Now let’s consider another adaptive system, of a very different kind: the large language model.

[...]

The pretraining process is extraordinarily dense, with tens of trillions of microcorrections localized to specific tokens; but post-training is quite different. The SFT and RL stages that characterize post-training involve orders of magnitude fewer training events; and because they score entire outputs rather than specific tokens, the feedback the models receive is much more coarse than what they receive from pretraining.

In this way pretraining is akin to biological evolution, and post-training to cultural evolution. And the result is what we’d expect from the logic of adaptive systems: post-training frequently produces eccentricities of all kinds in language models.

[...]

The language models overlearn—overfit would be the more precise term here—for the same fundamental reason that humans do. Overfitting is the Bayesian-optimal strategy in environments of coarse and sparse feedback. If you receive a single reward signal for a complex output and have no way of knowing which features of that output earned the reward, the rational move is to reproduce all of them, including the ones that were incidental.

That, ultimately, is where the goblins came from.

At some point in 2025, OpenAI trained a reward model for the “Nerdy” personality feature on ChatGPT. During that training process, OpenAI’s blog post says, human raters “unknowingly gave particularly high rewards for metaphors with creatures.” The “Nerdy” prompt advised the model that it is “an unapologetically nerdy, playful and wise AI mentor to a human” and must “undercut pretension through playful use of language”; and human raters, asked to score the adherence of outputs to that prompt, consistently gave the model a better score if it mentioned goblins, presumably because such mentions were “playful” and “nerdy.” Simply including “goblin” in a response had positive uplift for the “Nerdy” fidelity rating in 76 percent of cases.

[...]

The goblins are a particularly funny tic: but there are countless others. Opus’s tendency to think that questions phrased in certain ways are word games, or GPT-5.1’s tendency to think that conditional statements (like “if it’s sunny, go for a walk”) demand that the model output code, or Haiku 4.5’s tendency to rebut the claim that “5 + 8 = 13,” are artifacts of the same dynamic.

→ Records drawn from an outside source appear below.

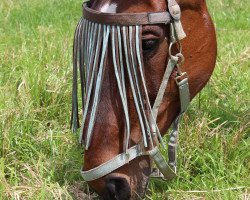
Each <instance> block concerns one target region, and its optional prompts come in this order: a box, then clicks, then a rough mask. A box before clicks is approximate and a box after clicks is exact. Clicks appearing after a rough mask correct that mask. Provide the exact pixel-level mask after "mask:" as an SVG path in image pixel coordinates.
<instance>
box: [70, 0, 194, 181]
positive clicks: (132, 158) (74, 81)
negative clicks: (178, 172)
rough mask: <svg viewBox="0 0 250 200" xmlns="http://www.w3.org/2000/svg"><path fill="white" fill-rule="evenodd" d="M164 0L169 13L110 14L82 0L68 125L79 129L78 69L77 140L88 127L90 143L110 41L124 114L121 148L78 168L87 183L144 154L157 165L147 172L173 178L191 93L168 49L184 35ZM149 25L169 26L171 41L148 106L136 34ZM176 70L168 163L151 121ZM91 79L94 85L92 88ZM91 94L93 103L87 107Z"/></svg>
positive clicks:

Language models are truly fantastic learners; but because post-training processes are “chunky,” with feedback sparse and coarse relative to the signal they receive from pretraining, the inevitable result is that they bundle genuine ability with strange tics and behaviors. What was true for the adaptive system of human culture is true for the adaptive system of language models: weird behavioral artifacts are inevitable when a capable adaptive system must learn from sparse and coarse feedback.